Here we use the nematode C. elegans as experimental preparation, making use of their essentially invariant anatomy, fully mapped connectome (9, 12), and well-characterized chemosensory system (13) to understand how environmental cues are encoded by a compact sensory system. We begin by introducing our comprehensive library of transgenic worms, where each line reports activity in individual sensory neurons. Subjecting this library to various stimuli, we reveal that even small compact neural systems use “sparse coding.” In addition, we find a hierarchical functional organization as well as functional segregation between the two main sensory modalities: chemo- and mechano-sensation.

Results and Discussion

To measure sensory system activity in a single neuron resolution, we generated a library of transgenic worms, where each strain encodes the calcium indicator GCaMP3 (circularly permuted green fluorescent protein-calmodulin-M13 peptide version 3) (14) in individual types of sensory neurons. The library, comprising 19 strains, includes the vast majority of the sensory system: It contains 15 types of chemosensory neurons representing 34 individual neurons and 11 types of mechanosensory neurons representing 24 individual neurons. The full list of the neurons as well as the description of the transgenic lines is found in Fig. 1 and Table S1.

Fig. 1.

A comprehensive library of transgenic animals expressing GCaMP3 (14) in single types of sensory neurons. (A–D) Individual chemosensory neurons with left and right distinction. (E–N) Chemosensory neurons types in which both right and left neurons are tagged. Because the left and right neurons are located on different focal planes, usually one of them can be observed in each of the images. (O and P) Dopaminergic neurons. (Q–V) Mechanosensory neurons. (W–X) Phasmid chemosensory neurons. Full details of the transgenic lines are given in Table S1.

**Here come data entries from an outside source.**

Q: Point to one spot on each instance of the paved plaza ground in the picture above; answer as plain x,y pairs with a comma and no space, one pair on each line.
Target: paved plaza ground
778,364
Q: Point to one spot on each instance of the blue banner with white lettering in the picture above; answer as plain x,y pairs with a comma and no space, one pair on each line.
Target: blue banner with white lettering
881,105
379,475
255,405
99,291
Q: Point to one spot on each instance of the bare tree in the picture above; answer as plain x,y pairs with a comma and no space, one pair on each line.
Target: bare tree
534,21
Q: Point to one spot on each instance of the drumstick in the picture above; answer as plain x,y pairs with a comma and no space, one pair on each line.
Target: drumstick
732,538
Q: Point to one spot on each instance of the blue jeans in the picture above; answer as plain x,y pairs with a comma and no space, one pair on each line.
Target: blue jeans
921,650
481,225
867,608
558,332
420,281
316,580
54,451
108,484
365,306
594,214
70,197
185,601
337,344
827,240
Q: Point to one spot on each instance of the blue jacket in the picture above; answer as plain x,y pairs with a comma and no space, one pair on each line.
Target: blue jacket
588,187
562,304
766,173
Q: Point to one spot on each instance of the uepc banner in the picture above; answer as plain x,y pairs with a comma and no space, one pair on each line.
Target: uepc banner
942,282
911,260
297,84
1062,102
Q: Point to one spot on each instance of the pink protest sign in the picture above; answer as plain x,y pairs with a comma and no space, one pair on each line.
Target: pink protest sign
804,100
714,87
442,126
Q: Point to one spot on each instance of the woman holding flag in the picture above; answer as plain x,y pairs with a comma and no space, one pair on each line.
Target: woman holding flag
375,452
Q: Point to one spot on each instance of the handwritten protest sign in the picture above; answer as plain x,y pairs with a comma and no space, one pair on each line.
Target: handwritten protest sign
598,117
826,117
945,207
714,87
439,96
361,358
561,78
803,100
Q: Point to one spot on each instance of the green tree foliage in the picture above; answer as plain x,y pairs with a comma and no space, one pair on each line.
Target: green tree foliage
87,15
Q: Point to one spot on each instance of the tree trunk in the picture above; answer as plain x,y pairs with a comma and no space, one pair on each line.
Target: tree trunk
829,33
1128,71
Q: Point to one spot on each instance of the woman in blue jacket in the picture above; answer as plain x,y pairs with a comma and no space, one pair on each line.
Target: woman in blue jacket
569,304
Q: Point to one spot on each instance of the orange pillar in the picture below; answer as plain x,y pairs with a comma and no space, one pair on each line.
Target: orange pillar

We next measured activity of each of the sensory neurons in response to several chemical cues using a microfluidic device, the “Olfactory chip” (15). We chose to assay volatile and soluble attractants (Isoamyl alcohol, diacetyl, NaCl, pH 9, and Escherichia coli supernatant) or repellents (1 M Glycerol, pH 5), all of which are well-known stimulants of C. elegans (13, 16, 17). For each stimulus, we assayed neural activity following stimulus presentation (ON step) and removal (OFF step). In addition, we assayed the response of sensory neurons to blue light (485 nm), a known aversive stimulus to C. elegans worms (18, 19). This large-scale single neuron resolution analysis was then compiled into a comprehensive functional map of the sensory system (Fig. 2).

Fig. 2.

A functional map of the sensory system reveals a hierarchical sparse code. Rows correspond to individual neurons and columns to stimuli. Each stimulus was tested for an ON and OFF response, and at least five worms were tested for each stimulus. Neural activity as indicated by Ca²⁺ imaging is color-coded: blue, decrease; green, no response; red, increase. The dopaminergic neurons anterior deirid neuron class E (ADE), cephalic neurons (CEP), and post-deirid neuron class E (PDE) are a subgroup of the mechanosensory neurons.

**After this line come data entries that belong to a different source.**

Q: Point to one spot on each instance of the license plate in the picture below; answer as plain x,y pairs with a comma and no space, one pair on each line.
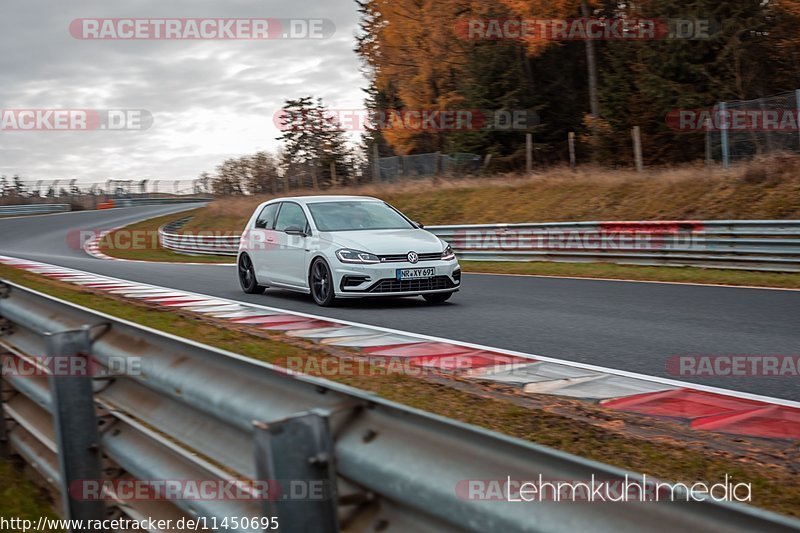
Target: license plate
415,273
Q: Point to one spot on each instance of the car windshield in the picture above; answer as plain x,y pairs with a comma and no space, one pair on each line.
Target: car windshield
356,215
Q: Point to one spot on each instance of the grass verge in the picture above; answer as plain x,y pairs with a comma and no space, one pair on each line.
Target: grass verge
587,431
640,273
20,498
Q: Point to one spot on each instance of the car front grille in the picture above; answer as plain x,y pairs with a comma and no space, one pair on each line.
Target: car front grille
412,285
403,258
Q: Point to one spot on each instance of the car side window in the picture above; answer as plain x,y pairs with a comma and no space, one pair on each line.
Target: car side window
266,219
291,215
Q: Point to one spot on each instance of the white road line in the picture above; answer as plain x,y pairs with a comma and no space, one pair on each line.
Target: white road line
431,338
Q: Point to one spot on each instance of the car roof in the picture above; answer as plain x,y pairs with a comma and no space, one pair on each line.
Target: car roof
324,198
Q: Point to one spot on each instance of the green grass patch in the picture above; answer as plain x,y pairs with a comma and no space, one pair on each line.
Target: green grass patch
692,458
19,497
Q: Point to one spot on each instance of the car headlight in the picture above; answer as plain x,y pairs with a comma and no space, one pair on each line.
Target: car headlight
355,256
448,254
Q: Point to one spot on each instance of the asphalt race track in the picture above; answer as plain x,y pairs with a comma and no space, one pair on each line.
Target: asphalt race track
629,326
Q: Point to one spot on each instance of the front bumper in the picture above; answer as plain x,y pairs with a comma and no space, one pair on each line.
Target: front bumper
359,281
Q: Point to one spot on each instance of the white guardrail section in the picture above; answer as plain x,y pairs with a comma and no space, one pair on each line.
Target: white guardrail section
193,412
769,245
33,209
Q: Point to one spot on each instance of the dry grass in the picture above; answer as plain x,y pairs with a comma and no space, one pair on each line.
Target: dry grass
764,189
662,449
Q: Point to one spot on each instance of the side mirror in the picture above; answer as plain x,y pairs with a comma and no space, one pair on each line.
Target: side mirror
294,230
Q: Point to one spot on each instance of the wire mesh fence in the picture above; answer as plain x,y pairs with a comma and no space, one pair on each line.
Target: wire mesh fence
395,168
744,129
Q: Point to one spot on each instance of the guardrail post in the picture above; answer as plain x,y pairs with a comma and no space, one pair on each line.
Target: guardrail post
297,454
5,327
75,425
4,447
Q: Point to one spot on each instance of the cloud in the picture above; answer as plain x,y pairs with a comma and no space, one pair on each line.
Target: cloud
209,99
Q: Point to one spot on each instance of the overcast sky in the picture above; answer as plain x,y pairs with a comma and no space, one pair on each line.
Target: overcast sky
209,99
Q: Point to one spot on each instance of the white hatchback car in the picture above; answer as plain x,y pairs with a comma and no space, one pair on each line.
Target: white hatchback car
344,247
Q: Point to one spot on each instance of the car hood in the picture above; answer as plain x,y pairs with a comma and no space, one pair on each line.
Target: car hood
386,242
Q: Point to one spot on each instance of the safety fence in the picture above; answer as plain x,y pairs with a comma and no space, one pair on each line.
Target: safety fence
33,209
764,245
159,408
396,168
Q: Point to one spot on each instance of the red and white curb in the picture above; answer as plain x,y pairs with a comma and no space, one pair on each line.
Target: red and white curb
702,407
92,247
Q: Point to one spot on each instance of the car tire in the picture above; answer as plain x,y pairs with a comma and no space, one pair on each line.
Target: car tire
437,297
247,275
320,282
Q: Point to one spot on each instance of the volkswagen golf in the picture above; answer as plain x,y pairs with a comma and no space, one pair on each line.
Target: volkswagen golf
344,247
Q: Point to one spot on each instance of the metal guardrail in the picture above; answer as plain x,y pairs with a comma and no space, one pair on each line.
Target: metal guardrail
191,244
195,412
764,245
131,202
33,209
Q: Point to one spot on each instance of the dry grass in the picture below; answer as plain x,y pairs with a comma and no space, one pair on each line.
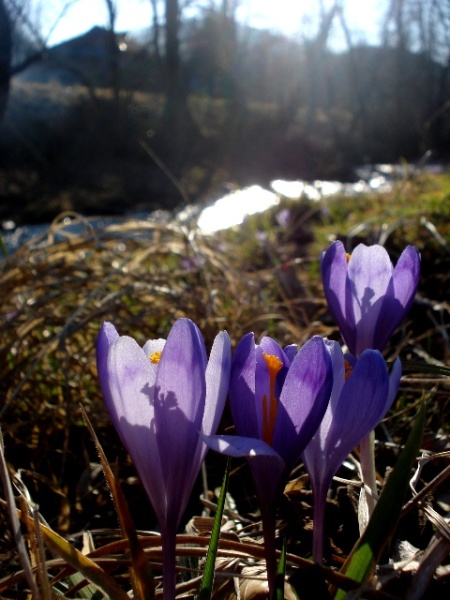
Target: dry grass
142,275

In our analyses, we considered neurons to be activated only if their GCaMP fluorescent signal was increased by at least 20% or decreased by at least 15% during the 7 s following the ON or OFF step, respectively. We set the threshold to 20%, as control measurements, in which the ON/OFF steps included switching between two streams containing the same buffer solution (no stimulus), showed a typical variability of ∼10%. Moreover, to determine if a neuron genuinely responded to a given stimulus, we considered the rise and fall in neural activity only during the first 7 s following the change. This strict criterion precludes the possibility of assigning spontaneous neural activity as a true response.

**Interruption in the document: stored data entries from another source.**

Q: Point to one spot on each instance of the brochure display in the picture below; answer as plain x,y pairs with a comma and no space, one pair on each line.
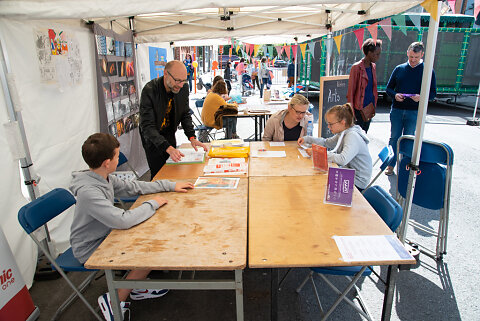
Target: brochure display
340,184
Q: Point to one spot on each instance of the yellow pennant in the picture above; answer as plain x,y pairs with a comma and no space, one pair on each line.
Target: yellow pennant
432,7
338,41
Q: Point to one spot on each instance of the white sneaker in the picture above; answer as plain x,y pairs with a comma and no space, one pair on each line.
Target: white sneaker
106,307
142,294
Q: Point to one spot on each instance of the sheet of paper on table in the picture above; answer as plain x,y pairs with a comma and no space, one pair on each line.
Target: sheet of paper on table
219,160
303,152
191,156
268,153
371,248
236,168
217,182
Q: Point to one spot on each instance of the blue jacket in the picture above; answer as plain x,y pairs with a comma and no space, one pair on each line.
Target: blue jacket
408,80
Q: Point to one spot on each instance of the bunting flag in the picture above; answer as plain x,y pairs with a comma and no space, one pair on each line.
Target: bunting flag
255,49
287,51
359,34
451,3
373,30
476,9
386,25
294,51
400,21
279,51
270,51
416,21
303,46
338,41
311,48
432,8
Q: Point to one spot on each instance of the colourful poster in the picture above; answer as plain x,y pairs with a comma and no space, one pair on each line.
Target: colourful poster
158,59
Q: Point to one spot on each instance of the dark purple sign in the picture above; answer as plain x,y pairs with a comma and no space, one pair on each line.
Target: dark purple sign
341,182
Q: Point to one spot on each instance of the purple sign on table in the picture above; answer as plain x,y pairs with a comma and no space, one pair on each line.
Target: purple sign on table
341,182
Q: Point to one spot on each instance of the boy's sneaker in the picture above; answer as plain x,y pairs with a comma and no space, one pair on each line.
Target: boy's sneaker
142,294
106,307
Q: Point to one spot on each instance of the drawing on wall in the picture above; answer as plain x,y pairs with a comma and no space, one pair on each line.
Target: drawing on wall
58,54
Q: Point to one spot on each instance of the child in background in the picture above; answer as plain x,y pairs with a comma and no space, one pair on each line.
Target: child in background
95,215
349,143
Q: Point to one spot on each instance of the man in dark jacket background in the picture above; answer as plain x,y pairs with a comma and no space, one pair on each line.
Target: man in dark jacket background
164,105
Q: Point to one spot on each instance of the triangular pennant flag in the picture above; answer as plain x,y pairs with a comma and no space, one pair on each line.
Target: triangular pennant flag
432,8
270,51
416,21
373,31
359,34
279,51
294,51
338,41
287,51
311,48
303,46
476,9
255,49
386,25
400,21
451,3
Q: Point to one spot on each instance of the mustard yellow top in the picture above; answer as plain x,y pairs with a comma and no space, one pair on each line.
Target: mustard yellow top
211,104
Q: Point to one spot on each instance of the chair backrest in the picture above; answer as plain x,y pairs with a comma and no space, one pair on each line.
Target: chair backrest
43,209
386,207
122,159
429,185
432,152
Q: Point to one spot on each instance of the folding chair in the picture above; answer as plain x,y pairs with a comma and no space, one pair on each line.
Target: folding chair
126,175
391,212
386,155
41,211
432,187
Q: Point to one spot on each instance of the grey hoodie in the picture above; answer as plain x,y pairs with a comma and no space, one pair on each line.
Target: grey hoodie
95,215
352,152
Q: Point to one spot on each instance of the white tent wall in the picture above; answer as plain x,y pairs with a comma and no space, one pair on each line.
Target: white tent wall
57,120
11,199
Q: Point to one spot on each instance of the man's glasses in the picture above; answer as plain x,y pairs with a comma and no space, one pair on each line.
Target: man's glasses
299,113
178,81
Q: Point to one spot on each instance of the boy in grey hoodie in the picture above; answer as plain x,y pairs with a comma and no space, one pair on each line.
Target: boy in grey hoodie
349,144
95,215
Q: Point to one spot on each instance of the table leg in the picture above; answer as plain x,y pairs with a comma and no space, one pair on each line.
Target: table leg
239,294
114,301
389,291
274,294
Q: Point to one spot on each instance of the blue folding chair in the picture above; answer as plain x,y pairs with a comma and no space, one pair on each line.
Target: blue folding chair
39,212
127,175
432,187
386,155
391,213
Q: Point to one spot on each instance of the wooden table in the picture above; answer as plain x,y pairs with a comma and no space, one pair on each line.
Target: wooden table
194,231
293,165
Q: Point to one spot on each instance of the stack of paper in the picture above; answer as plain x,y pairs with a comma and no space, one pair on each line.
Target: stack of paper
191,156
226,166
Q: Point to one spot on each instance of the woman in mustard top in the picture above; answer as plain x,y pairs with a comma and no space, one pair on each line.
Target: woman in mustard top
212,102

Strikingly, we found that only a small fraction of the chemosensory neurons is activated in each of the conditions tested (Fig. 2). A minimal fraction of ∼5% of the chemosensory system is activated in response to a single volatile cue (e.g., isoamyl alcohol, IAA), and as many as 40% of the chemosensory neurons are activated when presented with a rich complex stimulus such as a supernatant of a 3-d-old E. coli growth medium (Fig. 3).

Fig. 3.

Sparse coding; only a small fraction of the neurons responds to each of the stimuli. Blue circles denote the fraction of neurons that changed their activity at each condition. The order of the circles matches the order of the conditions shown in Fig. 2. Pairs of blue circles correspond to on/off responses, except for the case of pH 5 or 9. Black circles denote the results simulating signal propagation in the network. The four circles correspond to whether one, two, three, or four sensory neurons are directly activated by the stimulus (simulations).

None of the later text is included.